Today we decided to bird more of the interior of the island. Our first stop was Sportsman Lake where we found several trumpeter swans, about 20 hooded mergansers, a good number of ring-necked ducks, and a few bufflehead, pied-billed grebes, double-crested cormorants, and American wigeon. There was also one common merganser. We next swung by Egg Lake, where there were a few more swans and a nice group of American coot. Here's the view across the dock at Egg Lake:
We continued out towards Roche Harbor and drove the White Point Road loop which takes you right down to the water of Wescott Bay. There were a few red-breasted mergansers here, so we got to see all three merganser species on the day. I also spotted two horned grebes and a pigeon guilemot.

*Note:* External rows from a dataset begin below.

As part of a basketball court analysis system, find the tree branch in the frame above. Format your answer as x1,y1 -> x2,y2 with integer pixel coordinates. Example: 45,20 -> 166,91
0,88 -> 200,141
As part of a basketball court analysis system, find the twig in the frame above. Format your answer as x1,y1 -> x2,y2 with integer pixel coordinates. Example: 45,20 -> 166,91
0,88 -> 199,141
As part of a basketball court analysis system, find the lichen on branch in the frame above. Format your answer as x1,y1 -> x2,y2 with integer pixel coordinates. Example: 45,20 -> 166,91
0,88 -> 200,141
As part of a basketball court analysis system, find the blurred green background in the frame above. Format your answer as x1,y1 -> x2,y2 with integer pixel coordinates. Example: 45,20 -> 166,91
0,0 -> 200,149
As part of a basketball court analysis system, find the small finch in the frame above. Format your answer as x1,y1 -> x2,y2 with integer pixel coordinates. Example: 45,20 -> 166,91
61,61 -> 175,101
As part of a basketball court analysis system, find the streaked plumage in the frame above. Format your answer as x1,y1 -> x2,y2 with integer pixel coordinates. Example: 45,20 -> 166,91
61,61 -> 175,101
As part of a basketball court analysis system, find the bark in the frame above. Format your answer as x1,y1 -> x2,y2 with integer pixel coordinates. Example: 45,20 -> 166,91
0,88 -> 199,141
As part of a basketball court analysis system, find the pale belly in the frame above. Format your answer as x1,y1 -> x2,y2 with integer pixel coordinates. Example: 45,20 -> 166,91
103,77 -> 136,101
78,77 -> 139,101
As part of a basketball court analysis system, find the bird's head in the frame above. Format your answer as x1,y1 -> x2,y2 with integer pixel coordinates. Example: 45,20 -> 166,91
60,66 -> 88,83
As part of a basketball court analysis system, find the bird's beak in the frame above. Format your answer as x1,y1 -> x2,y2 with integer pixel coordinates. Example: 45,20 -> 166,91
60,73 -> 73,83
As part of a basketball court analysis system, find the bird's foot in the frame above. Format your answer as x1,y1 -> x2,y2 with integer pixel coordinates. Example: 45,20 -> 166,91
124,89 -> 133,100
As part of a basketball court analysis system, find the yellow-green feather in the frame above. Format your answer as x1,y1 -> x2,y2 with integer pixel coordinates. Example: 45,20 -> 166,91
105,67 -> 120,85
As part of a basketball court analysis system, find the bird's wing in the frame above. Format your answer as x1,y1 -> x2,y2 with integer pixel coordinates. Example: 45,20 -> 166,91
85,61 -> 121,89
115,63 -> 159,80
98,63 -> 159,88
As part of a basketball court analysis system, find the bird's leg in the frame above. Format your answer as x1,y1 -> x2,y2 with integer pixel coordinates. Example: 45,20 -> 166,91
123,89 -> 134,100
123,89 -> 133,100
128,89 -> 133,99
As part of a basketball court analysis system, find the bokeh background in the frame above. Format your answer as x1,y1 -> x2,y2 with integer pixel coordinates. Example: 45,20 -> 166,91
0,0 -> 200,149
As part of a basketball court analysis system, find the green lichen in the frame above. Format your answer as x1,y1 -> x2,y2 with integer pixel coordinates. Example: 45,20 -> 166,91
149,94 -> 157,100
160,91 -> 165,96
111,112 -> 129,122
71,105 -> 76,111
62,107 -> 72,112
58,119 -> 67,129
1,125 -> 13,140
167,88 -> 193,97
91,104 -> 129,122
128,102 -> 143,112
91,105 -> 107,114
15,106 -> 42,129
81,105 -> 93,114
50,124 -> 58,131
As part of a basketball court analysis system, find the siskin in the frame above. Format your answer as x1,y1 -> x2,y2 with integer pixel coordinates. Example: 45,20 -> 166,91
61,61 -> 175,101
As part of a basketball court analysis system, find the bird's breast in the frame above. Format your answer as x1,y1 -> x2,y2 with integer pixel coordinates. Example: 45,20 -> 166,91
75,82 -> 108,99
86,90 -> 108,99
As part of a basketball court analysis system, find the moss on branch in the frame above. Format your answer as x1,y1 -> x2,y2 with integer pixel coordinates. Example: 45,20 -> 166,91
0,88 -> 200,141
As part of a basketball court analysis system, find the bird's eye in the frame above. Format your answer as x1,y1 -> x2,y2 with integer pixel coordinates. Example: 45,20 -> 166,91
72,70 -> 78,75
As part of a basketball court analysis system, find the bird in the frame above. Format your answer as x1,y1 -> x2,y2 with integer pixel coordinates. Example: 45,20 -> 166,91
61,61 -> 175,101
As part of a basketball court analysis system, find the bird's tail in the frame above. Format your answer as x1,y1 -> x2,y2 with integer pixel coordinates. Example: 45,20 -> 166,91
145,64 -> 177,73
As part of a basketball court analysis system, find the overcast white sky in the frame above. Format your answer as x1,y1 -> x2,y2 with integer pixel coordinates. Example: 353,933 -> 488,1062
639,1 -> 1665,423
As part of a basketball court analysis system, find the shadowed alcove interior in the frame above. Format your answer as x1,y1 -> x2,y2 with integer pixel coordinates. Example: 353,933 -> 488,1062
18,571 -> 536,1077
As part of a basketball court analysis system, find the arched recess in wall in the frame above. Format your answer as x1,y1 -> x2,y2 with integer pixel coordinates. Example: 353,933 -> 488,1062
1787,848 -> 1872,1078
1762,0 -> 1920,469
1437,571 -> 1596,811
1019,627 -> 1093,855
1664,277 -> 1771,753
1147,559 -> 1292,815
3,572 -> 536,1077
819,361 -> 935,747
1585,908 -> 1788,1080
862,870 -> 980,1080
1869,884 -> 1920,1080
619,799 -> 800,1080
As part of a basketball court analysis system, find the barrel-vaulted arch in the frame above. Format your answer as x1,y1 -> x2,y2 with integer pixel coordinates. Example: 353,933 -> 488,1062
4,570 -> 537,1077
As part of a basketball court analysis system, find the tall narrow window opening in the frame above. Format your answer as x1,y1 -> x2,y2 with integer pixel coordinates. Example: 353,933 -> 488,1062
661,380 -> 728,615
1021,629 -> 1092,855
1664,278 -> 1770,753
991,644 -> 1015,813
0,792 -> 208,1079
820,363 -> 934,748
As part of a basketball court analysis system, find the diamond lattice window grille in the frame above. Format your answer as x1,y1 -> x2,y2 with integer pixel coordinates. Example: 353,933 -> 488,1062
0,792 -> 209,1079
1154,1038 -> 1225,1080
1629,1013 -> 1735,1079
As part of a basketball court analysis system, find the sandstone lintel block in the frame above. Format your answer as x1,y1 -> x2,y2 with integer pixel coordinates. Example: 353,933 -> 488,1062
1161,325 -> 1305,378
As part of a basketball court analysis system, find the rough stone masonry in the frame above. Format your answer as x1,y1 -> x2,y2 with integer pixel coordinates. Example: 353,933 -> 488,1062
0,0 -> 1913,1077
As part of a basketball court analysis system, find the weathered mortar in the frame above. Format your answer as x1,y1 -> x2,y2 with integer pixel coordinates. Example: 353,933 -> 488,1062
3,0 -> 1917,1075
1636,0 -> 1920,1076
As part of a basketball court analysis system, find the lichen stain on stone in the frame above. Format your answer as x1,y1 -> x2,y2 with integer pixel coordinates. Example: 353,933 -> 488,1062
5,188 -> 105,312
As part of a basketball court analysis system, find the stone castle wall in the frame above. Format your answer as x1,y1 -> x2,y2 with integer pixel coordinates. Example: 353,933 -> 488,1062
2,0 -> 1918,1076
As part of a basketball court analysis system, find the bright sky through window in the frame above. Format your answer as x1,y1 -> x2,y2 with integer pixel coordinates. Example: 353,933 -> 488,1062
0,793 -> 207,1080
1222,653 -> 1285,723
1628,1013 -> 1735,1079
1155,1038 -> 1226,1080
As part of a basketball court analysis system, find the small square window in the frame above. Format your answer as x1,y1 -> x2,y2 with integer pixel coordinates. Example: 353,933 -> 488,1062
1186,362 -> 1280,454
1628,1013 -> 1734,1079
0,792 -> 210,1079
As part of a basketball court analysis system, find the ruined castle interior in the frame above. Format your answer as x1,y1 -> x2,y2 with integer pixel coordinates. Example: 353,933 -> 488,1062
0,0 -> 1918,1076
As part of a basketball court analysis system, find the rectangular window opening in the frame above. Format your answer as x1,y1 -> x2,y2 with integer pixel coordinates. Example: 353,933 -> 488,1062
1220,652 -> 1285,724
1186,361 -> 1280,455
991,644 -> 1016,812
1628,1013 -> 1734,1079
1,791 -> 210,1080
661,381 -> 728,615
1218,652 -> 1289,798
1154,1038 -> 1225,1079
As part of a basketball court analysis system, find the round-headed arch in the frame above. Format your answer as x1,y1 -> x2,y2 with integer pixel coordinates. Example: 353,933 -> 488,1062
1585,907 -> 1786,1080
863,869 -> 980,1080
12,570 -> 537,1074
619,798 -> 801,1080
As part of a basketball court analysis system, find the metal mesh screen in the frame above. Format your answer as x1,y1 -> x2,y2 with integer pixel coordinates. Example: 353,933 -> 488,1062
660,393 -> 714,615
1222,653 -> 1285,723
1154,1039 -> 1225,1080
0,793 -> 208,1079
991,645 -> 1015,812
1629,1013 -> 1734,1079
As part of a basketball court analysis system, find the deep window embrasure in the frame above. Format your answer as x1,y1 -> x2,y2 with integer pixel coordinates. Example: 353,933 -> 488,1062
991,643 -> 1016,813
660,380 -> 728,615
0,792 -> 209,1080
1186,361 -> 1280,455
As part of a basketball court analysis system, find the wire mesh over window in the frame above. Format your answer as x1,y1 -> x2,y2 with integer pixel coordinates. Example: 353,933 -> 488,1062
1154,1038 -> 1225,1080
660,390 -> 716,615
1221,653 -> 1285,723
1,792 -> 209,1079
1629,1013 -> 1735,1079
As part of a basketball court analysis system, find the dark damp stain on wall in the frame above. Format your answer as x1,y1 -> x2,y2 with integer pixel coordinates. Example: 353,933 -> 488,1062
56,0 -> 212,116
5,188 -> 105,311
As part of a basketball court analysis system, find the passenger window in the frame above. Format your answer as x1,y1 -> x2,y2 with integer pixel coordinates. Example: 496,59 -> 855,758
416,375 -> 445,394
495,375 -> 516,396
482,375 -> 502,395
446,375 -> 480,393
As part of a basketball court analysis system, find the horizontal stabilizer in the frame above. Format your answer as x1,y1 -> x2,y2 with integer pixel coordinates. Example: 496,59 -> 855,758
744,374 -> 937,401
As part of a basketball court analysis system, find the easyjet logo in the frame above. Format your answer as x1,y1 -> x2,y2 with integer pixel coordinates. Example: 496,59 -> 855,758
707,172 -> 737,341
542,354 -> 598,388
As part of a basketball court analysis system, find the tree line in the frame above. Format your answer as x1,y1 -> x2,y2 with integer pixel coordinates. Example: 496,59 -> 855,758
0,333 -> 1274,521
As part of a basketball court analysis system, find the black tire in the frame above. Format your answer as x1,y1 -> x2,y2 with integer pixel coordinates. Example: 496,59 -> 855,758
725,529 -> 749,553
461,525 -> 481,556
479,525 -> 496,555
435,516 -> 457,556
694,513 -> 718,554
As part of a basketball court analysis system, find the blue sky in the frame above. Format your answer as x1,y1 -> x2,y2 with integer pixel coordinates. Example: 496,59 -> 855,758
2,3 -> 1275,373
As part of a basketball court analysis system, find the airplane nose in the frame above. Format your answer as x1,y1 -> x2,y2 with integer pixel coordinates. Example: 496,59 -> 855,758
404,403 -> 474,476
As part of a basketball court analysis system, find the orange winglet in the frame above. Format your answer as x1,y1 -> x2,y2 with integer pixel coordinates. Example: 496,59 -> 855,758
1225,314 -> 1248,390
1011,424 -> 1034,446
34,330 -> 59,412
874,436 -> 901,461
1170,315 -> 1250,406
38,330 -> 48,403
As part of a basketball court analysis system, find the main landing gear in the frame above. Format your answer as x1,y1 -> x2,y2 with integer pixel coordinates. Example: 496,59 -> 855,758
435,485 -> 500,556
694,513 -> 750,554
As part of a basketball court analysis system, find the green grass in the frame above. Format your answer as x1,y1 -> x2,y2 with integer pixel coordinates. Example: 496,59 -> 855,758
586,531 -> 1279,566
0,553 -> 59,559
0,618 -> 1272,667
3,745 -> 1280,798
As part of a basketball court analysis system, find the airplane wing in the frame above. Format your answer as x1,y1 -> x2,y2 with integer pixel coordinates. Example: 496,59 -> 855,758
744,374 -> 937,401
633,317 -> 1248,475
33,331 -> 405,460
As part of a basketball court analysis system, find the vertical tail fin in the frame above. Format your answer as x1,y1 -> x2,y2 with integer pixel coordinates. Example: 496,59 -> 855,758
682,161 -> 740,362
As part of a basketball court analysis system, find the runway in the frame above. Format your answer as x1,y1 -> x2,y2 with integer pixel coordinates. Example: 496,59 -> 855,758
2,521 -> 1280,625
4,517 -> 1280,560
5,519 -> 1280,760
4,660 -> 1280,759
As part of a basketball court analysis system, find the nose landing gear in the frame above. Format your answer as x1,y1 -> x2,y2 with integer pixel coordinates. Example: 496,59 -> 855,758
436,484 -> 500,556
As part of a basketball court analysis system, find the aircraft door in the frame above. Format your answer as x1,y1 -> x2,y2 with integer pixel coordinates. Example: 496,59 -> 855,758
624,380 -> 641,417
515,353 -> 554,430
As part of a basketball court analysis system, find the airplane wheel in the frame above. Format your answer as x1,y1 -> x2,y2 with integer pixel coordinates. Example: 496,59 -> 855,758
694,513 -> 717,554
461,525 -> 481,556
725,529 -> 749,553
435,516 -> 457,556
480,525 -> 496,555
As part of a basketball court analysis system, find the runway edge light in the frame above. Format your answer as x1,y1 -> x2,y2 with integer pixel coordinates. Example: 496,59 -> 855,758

The reflections of the cumulus clouds in the calf waters were probably the most stunning sight at this stop:
It wasn't much further down the road that we stopped to view six California quail that were hanging out near the road. Often skittish, these guys were more accommodating, hanging out for a while as we took photos from the car:
Also on this stretch of road we found a big flock of pine siskins. It was pretty quiet bird-wise at the lagoon near Roche Harbor except for a couple of ravens and a kingfisher, but before heading back to town we made one more stop at the ponds south of British Camp which are often good for ducks this time of year. They didn't disappoint! We saw more swans, Canada geese, and a group of 11 greater white-fronted geese, only the second time I've seen this species on the island. In addition to a lot more ring-necked ducks, bufflehead, and wigeon, there were also our only mallards of the day, a pair of northern shoveler, and one more common merganser. With only a couple hours birding each day, we turned up more than 50 species on the weekend - not bad!